No school project—not even long-embattled Woodgrove High School—has been more debated, delayed and re-envisioned than the Academies of Loudoun.
When the new campus officially opens next week, it will be the realization of a concept that was too far ahead of its time for many years. While school board after school board declared support for the project, it usually was the first one hit by the budget axe as they worked to keep pace with unending enrollment growth. It wasn’t easy to break that cycle, but school and county leaders finally agreed that the Academies should be a community priority and to pay the tab.
Now it’s time to ensure that extraordinary investment is put to its best use.
The classrooms, labs and specialty spaces of this high-tech training ground might not be completely assembled when students arrive Thursday morning, but even after the final touches are complete there will be a lot of work to do—not for construction contractors but for Loudoun’s business community at large.

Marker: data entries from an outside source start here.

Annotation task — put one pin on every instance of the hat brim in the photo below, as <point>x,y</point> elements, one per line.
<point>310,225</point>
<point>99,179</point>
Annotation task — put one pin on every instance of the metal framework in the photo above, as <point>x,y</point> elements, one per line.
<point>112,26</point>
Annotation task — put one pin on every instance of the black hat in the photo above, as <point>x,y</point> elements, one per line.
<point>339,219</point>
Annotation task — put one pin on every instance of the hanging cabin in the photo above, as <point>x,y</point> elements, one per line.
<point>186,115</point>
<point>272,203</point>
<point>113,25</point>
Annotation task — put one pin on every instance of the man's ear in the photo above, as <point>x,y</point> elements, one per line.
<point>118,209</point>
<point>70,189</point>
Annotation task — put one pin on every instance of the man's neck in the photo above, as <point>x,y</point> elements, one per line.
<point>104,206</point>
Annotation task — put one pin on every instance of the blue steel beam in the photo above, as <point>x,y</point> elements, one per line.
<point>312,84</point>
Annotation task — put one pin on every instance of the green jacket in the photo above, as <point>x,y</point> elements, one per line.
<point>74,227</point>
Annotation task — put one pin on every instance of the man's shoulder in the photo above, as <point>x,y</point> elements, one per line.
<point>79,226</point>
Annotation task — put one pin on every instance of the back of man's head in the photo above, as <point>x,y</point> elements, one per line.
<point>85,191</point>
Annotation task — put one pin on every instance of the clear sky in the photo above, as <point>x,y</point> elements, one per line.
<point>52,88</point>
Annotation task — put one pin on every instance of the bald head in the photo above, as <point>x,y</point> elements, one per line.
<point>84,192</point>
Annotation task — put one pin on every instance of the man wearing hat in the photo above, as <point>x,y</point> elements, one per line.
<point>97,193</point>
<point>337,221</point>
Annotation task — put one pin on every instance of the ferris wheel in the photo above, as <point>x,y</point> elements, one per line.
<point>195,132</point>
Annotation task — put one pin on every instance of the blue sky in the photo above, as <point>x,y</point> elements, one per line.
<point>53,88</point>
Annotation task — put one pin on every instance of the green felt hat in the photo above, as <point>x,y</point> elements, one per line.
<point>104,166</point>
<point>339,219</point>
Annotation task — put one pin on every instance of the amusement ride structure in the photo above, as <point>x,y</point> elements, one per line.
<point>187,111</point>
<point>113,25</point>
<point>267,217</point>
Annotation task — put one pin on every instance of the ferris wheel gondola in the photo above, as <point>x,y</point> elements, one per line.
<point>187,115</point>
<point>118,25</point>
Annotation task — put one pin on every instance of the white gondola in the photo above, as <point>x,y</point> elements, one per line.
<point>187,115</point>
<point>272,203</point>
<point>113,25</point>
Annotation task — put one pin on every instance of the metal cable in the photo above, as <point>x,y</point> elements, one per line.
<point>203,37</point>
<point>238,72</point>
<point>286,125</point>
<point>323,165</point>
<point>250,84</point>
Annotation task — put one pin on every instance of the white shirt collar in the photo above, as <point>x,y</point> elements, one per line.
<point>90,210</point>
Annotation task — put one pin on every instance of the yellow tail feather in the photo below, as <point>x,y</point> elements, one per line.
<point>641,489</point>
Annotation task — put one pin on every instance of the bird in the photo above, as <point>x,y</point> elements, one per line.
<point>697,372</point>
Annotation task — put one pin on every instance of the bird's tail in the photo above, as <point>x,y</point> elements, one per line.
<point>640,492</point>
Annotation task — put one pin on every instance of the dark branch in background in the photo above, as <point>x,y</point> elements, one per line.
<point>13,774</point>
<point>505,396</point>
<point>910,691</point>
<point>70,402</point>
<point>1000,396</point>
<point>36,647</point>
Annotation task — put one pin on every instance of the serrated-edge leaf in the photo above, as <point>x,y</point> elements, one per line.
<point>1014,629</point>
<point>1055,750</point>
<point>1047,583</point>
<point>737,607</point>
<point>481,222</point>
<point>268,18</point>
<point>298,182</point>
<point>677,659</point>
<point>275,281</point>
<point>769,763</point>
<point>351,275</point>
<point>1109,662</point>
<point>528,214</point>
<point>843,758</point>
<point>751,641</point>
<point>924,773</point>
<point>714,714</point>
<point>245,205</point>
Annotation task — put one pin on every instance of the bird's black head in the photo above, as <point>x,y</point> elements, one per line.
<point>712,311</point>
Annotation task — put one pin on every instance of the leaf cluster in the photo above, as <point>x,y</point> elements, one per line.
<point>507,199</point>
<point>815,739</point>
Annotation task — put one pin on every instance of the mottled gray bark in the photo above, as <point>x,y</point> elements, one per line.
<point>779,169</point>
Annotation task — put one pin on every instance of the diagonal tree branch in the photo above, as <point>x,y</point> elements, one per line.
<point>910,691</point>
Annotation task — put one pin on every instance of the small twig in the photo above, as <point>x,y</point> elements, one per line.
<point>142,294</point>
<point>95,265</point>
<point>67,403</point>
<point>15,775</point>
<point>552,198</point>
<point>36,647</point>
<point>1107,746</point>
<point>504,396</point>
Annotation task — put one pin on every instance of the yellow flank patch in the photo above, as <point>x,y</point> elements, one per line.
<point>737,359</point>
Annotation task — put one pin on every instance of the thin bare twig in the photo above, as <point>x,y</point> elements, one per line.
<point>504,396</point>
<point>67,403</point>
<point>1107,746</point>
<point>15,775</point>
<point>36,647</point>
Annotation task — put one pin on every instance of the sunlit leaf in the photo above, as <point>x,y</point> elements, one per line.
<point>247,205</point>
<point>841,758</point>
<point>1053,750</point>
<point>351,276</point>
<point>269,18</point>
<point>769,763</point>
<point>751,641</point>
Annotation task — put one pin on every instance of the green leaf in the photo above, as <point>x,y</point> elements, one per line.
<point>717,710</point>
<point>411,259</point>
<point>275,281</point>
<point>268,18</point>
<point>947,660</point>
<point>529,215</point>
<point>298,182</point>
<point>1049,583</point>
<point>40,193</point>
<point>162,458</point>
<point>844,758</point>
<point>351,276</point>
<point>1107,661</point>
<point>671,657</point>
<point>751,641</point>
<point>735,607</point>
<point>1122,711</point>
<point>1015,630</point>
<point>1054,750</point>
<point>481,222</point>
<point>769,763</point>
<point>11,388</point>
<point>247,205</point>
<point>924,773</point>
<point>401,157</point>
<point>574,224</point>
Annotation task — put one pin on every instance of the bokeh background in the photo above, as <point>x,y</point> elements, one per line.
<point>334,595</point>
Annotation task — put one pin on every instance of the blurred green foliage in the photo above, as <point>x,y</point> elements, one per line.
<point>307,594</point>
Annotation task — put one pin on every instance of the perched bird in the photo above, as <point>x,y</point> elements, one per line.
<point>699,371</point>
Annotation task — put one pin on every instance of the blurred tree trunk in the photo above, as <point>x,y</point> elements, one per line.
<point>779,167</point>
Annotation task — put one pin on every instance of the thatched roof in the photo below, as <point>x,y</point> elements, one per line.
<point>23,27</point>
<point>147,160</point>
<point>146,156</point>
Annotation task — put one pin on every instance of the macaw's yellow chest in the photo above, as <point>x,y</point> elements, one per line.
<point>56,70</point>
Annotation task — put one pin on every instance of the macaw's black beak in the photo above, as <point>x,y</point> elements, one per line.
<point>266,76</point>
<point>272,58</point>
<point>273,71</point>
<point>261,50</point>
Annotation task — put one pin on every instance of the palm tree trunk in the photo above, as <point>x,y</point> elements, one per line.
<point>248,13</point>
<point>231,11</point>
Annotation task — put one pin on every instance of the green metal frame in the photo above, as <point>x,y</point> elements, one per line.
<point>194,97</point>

The Academies should offer Loudoun students a special opportunity to hone their talents in a challenging educational environment that provides access to all the latest tools of their chosen pursuit. For Loudoun businesses, the new campus represents not only an opportunity to give back to the community by sharing their time and talents, but also the chance to have a hand in shaping the home-grown talent needed for their industries to grow.
To be successful, the Academies must be a partnership between school administrators and front-line educators and business leaders. It won’t be easy to accomplish. It will require public-private sector collaboration, curriculum flexibility, and a general nimbleness to react to changing circumstances or opportunities.
A key architectural feature of the new campus is the effort to create barrierless spaces to promote student interactions and creativity. For the Academies to achieve its full potential, that approach needs to extend beyond the school’s brick and mortar shell as well.